Indem die Forscher die Photonen nur den ersten oder nur den zweiten oder aber beide doppelbrechende Kristalle durchqueren ließen, konnten sie drei verschiedene schwache Messungen durchführen: entweder an der um θ gedrehten Richtung (A=Πψ), oder an der vertikalen Polarisationsrichtung (A= ΠV), oder aber sequentiell an beiden Polarisationsrichtungen (A= ΠψΠV). Die Ergebnisse stimmten mit den theoretischen Vorhersagen perfekt überein und zeigten dabei einige Besonderheiten. Während für bestimmte Anfangs- und Endzustände <ΠV>w=0 ist, kann <ΠψΠV>w dennoch von Null verschieden sein. Außerdem sind die schwachen Messwerte nicht durch die Eigenwerte der Polarisation beschränkt, da sie größer als 1 oder negativ sein können.

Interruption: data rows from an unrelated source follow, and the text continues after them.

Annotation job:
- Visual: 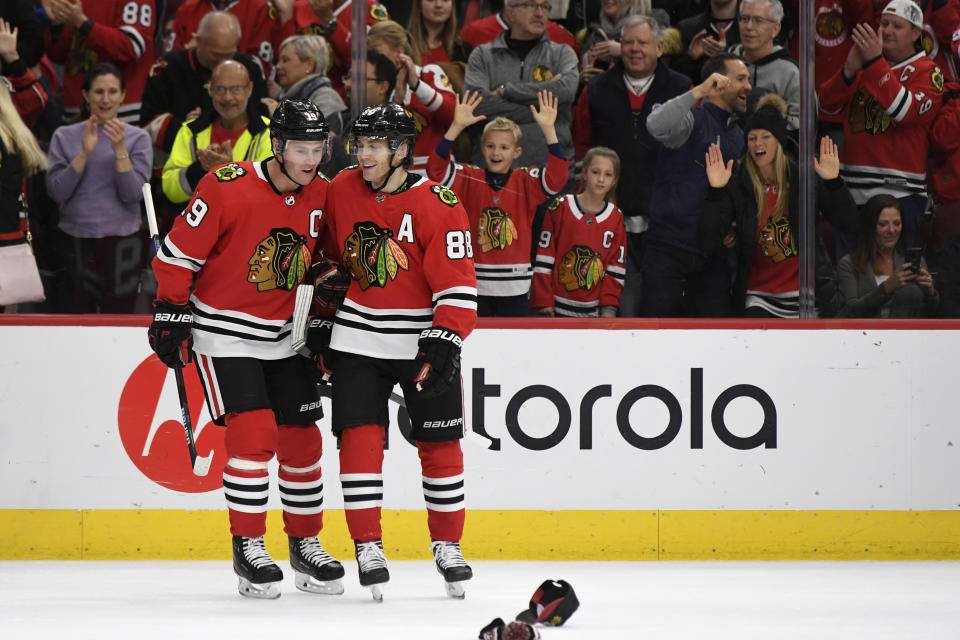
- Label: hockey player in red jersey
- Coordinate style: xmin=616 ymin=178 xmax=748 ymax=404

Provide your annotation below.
xmin=427 ymin=91 xmax=570 ymax=316
xmin=44 ymin=0 xmax=156 ymax=125
xmin=316 ymin=103 xmax=477 ymax=598
xmin=149 ymin=101 xmax=344 ymax=598
xmin=819 ymin=0 xmax=943 ymax=252
xmin=530 ymin=147 xmax=627 ymax=318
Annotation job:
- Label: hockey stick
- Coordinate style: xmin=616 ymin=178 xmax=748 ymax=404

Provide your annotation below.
xmin=143 ymin=182 xmax=213 ymax=476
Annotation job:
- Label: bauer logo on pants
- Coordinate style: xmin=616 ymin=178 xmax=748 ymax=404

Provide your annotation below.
xmin=117 ymin=354 xmax=227 ymax=493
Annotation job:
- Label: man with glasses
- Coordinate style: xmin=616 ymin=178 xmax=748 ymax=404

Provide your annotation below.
xmin=163 ymin=60 xmax=273 ymax=202
xmin=574 ymin=15 xmax=691 ymax=317
xmin=730 ymin=0 xmax=800 ymax=131
xmin=463 ymin=0 xmax=579 ymax=174
xmin=460 ymin=0 xmax=580 ymax=53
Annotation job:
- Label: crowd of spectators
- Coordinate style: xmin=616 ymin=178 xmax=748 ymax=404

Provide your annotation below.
xmin=0 ymin=0 xmax=960 ymax=318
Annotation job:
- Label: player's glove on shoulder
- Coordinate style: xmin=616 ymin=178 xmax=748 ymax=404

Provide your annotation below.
xmin=414 ymin=327 xmax=463 ymax=397
xmin=147 ymin=300 xmax=193 ymax=368
xmin=307 ymin=316 xmax=335 ymax=383
xmin=307 ymin=260 xmax=350 ymax=316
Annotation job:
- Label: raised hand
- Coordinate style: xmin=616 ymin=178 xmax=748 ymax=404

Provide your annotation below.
xmin=0 ymin=19 xmax=20 ymax=64
xmin=530 ymin=89 xmax=560 ymax=130
xmin=103 ymin=118 xmax=127 ymax=156
xmin=813 ymin=136 xmax=840 ymax=180
xmin=453 ymin=91 xmax=487 ymax=129
xmin=80 ymin=116 xmax=99 ymax=156
xmin=691 ymin=73 xmax=730 ymax=100
xmin=706 ymin=144 xmax=733 ymax=189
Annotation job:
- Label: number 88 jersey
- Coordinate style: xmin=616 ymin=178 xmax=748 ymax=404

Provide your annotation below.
xmin=327 ymin=168 xmax=477 ymax=360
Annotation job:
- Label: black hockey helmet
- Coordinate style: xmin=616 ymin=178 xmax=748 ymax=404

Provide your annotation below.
xmin=347 ymin=102 xmax=417 ymax=167
xmin=270 ymin=100 xmax=330 ymax=151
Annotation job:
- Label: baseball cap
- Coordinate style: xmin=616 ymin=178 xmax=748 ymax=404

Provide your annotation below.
xmin=883 ymin=0 xmax=923 ymax=27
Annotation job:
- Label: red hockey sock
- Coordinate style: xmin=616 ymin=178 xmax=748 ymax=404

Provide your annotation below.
xmin=277 ymin=424 xmax=323 ymax=538
xmin=417 ymin=440 xmax=466 ymax=542
xmin=340 ymin=424 xmax=386 ymax=542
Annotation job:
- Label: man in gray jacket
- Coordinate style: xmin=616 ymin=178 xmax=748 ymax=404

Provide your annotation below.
xmin=463 ymin=0 xmax=579 ymax=174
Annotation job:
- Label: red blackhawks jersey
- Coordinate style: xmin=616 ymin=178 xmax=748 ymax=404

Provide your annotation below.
xmin=45 ymin=0 xmax=157 ymax=125
xmin=427 ymin=152 xmax=570 ymax=297
xmin=530 ymin=194 xmax=627 ymax=318
xmin=326 ymin=168 xmax=477 ymax=360
xmin=153 ymin=160 xmax=329 ymax=360
xmin=283 ymin=0 xmax=390 ymax=94
xmin=819 ymin=52 xmax=943 ymax=204
xmin=173 ymin=0 xmax=281 ymax=69
xmin=403 ymin=64 xmax=457 ymax=174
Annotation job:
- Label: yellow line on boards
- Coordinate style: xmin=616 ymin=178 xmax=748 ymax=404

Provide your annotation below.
xmin=0 ymin=509 xmax=960 ymax=560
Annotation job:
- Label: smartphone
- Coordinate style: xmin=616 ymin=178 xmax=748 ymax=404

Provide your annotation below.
xmin=905 ymin=247 xmax=923 ymax=273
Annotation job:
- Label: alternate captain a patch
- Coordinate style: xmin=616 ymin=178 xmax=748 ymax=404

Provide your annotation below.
xmin=342 ymin=222 xmax=409 ymax=291
xmin=213 ymin=162 xmax=247 ymax=182
xmin=247 ymin=227 xmax=310 ymax=292
xmin=430 ymin=184 xmax=460 ymax=207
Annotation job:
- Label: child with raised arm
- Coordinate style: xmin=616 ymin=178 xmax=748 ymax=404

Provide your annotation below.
xmin=427 ymin=91 xmax=570 ymax=317
xmin=530 ymin=147 xmax=627 ymax=318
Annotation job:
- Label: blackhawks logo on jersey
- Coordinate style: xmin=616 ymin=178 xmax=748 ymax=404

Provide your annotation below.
xmin=343 ymin=222 xmax=409 ymax=291
xmin=557 ymin=244 xmax=603 ymax=291
xmin=477 ymin=207 xmax=517 ymax=253
xmin=430 ymin=184 xmax=460 ymax=207
xmin=757 ymin=216 xmax=797 ymax=263
xmin=247 ymin=227 xmax=310 ymax=291
xmin=850 ymin=88 xmax=893 ymax=135
xmin=213 ymin=162 xmax=247 ymax=182
xmin=533 ymin=64 xmax=553 ymax=82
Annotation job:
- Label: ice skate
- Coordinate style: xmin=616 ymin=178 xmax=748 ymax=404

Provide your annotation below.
xmin=353 ymin=540 xmax=390 ymax=602
xmin=233 ymin=536 xmax=283 ymax=599
xmin=289 ymin=536 xmax=344 ymax=596
xmin=430 ymin=540 xmax=473 ymax=598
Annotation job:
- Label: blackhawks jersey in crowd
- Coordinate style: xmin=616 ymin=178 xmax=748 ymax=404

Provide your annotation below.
xmin=427 ymin=140 xmax=570 ymax=297
xmin=46 ymin=0 xmax=157 ymax=125
xmin=325 ymin=168 xmax=477 ymax=359
xmin=530 ymin=194 xmax=626 ymax=318
xmin=153 ymin=159 xmax=329 ymax=360
xmin=819 ymin=52 xmax=943 ymax=204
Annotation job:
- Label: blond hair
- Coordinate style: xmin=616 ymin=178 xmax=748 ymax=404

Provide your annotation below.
xmin=745 ymin=93 xmax=790 ymax=223
xmin=582 ymin=147 xmax=620 ymax=204
xmin=0 ymin=81 xmax=47 ymax=175
xmin=407 ymin=0 xmax=460 ymax=60
xmin=480 ymin=116 xmax=523 ymax=146
xmin=367 ymin=20 xmax=422 ymax=65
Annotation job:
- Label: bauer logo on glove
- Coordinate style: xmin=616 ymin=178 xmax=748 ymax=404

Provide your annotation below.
xmin=414 ymin=327 xmax=463 ymax=397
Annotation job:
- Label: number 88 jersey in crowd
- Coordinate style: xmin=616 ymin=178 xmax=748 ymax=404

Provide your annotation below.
xmin=153 ymin=158 xmax=329 ymax=360
xmin=327 ymin=168 xmax=477 ymax=360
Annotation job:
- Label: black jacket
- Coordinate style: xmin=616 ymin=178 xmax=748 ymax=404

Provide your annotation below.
xmin=581 ymin=61 xmax=690 ymax=216
xmin=140 ymin=49 xmax=270 ymax=153
xmin=697 ymin=159 xmax=859 ymax=317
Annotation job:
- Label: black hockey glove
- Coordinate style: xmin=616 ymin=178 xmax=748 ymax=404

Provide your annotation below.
xmin=147 ymin=300 xmax=193 ymax=369
xmin=414 ymin=327 xmax=463 ymax=397
xmin=307 ymin=316 xmax=334 ymax=384
xmin=307 ymin=260 xmax=350 ymax=316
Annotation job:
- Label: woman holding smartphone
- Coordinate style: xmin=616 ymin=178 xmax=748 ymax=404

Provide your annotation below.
xmin=837 ymin=194 xmax=940 ymax=318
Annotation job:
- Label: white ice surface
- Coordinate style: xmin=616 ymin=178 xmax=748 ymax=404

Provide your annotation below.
xmin=0 ymin=561 xmax=960 ymax=640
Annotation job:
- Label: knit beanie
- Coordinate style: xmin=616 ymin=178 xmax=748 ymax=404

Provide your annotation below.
xmin=743 ymin=93 xmax=788 ymax=149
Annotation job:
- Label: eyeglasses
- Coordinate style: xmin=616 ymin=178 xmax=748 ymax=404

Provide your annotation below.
xmin=210 ymin=85 xmax=247 ymax=96
xmin=737 ymin=13 xmax=777 ymax=27
xmin=510 ymin=2 xmax=553 ymax=13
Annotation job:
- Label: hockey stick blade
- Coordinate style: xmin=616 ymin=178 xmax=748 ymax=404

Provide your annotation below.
xmin=141 ymin=182 xmax=213 ymax=476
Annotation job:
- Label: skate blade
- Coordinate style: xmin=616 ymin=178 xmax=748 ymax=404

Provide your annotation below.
xmin=237 ymin=578 xmax=280 ymax=600
xmin=443 ymin=582 xmax=467 ymax=600
xmin=294 ymin=572 xmax=343 ymax=596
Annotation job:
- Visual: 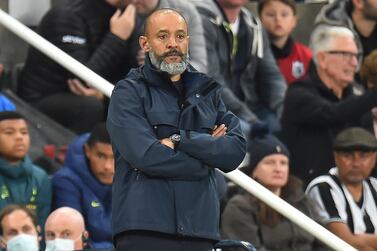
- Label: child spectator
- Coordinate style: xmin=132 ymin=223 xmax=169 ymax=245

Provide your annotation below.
xmin=0 ymin=111 xmax=51 ymax=227
xmin=258 ymin=0 xmax=312 ymax=85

Dabei erfüllen die schwachen Messwerte jedoch bestimmte Konsis­tenz­be­din­gungen. So gilt <Πψ>w+<Πψ>w = 1, d. h. wie bei einer normalen Pola­­ri­sa­tions­messung muss auch bei einer schwachen Messung die Summe der in zwei zueinander senkrechten Richtungen gemessenen linearen Pola­ri­sa­tionen 1 ergeben. Entsprechend gilt: <ΠψΠV>w+<ΠψΠV>w = 1. Die ge­mes­se­nen Resultate erfüllen diese Konsistenzbedingungen.

Mit den jetzt experimentell realisierten sequentiellen schwachen Messungen haben die Forscher ein neues und mächtiges Werkzeug geschaffen. Es könnte bei der direkten Messung von Dichtematrizen, beim Quantencomputing und in der Metrologie zum Einsatz kommen und neue Möglichkeiten eröffnen.